レウガルとライトはシノ影の動きに合わせてジャンプし、シノ影の攻撃スキルを交わす。
そして足を斬られたシャドーマン達は地に伏せ、地べたに這い蹲る。
その隙に3人は体制を整える為一旦棄世とシャドーマンから離れる。
「私に対し借りが一つ出来たな情報屋に英雄」
「何が借りだ。お前と会話してたからだし、危うくお前に足斬られるとこだったんだが?」
「だが助かったのは事実だよレウガルさん。感謝しますシノ影さん」
「ふふふ。これぐらい君のあの偉業に比べればなんて事ない。
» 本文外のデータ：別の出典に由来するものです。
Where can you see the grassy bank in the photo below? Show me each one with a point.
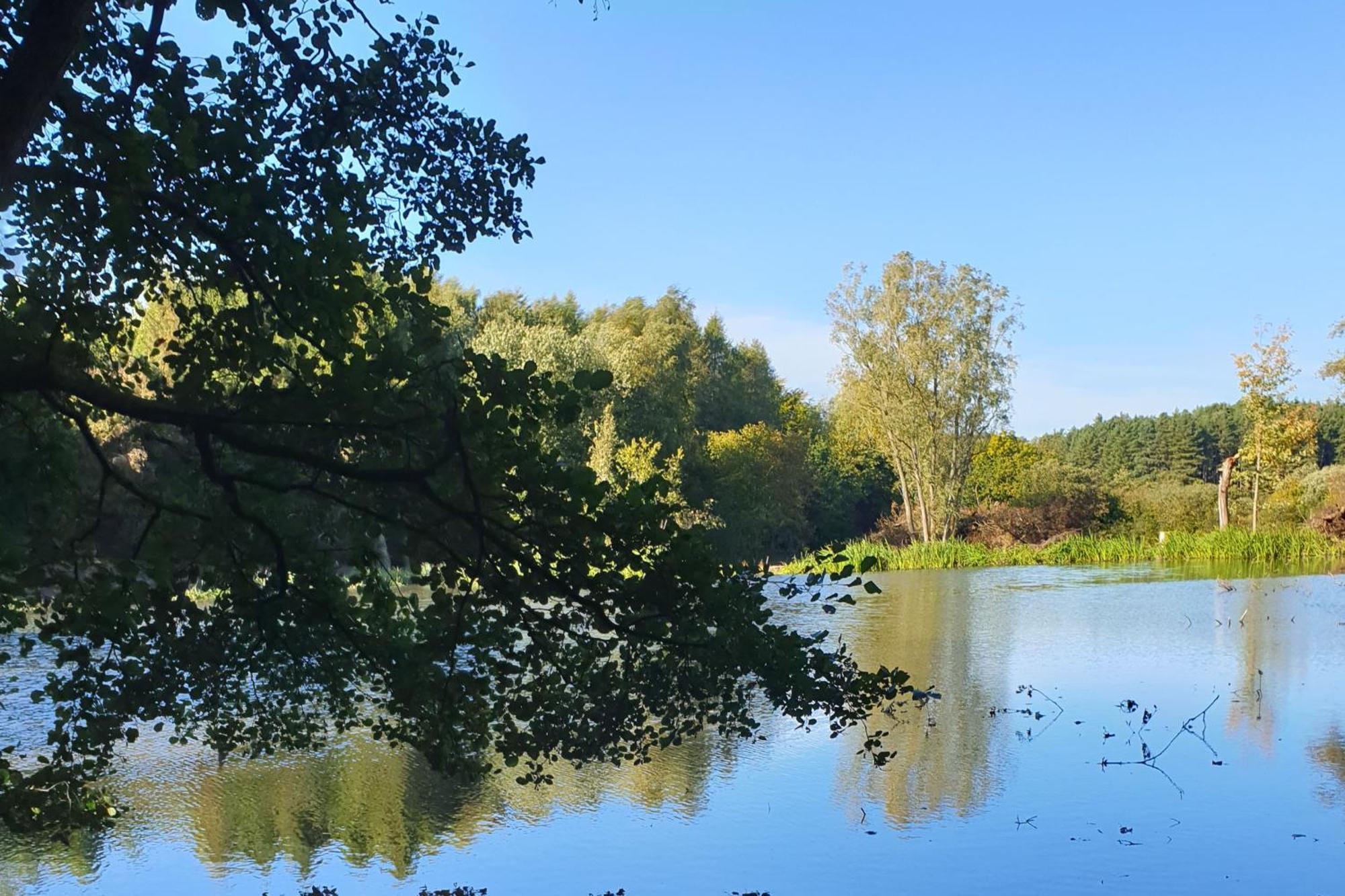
(1230, 544)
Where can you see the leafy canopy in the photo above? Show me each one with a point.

ふはははは!」
調子乗ってんなぁコイツ。
レウガルが冷たい視線をシノ影に向け、ライトはそんなシノ影に苦笑いしている最中、棄世は3人を睨み付けていた。
「……」
槍を構えながら静観している棄世。
そんな棄世の様子に変化が現れる。
「………………なっ!?」
突如、驚いた表情になる棄世。
「何だ?」
レウガルはそんな棄世の異変に気が付く。
そのレウガルの反応でライトとシノ影は再び武器を構えて棄世に警戒を向ける。
しかし棄世は眼中に無いといった様子でそんな3人を無視して独り言を呟いていた。
「…………………な、何で……こう………………………………ふ、ふん……め、面倒……く、臭く……な、なった……お、お前ら……の……あ、相手は……ま、また……こ、今度に……し、して……やる……い、命……拾い……し、した……な」
最後ポツリとそう零すと棄世は3人の前に巨大な影の壁を出現させる。
「うお!?」
「なぬ!?」
「おっと!」
下から突如現れた壁に当たりそうになり、3人は驚きつつも後ろにジャンプして冷静に回避する。
そのタイミングで棄世はそこから退却し姿をくらます。
同時に周りのシャドーマンも霧となり消え、残った3人は拍子抜けした様に、呆気に取られた顔をするのであった。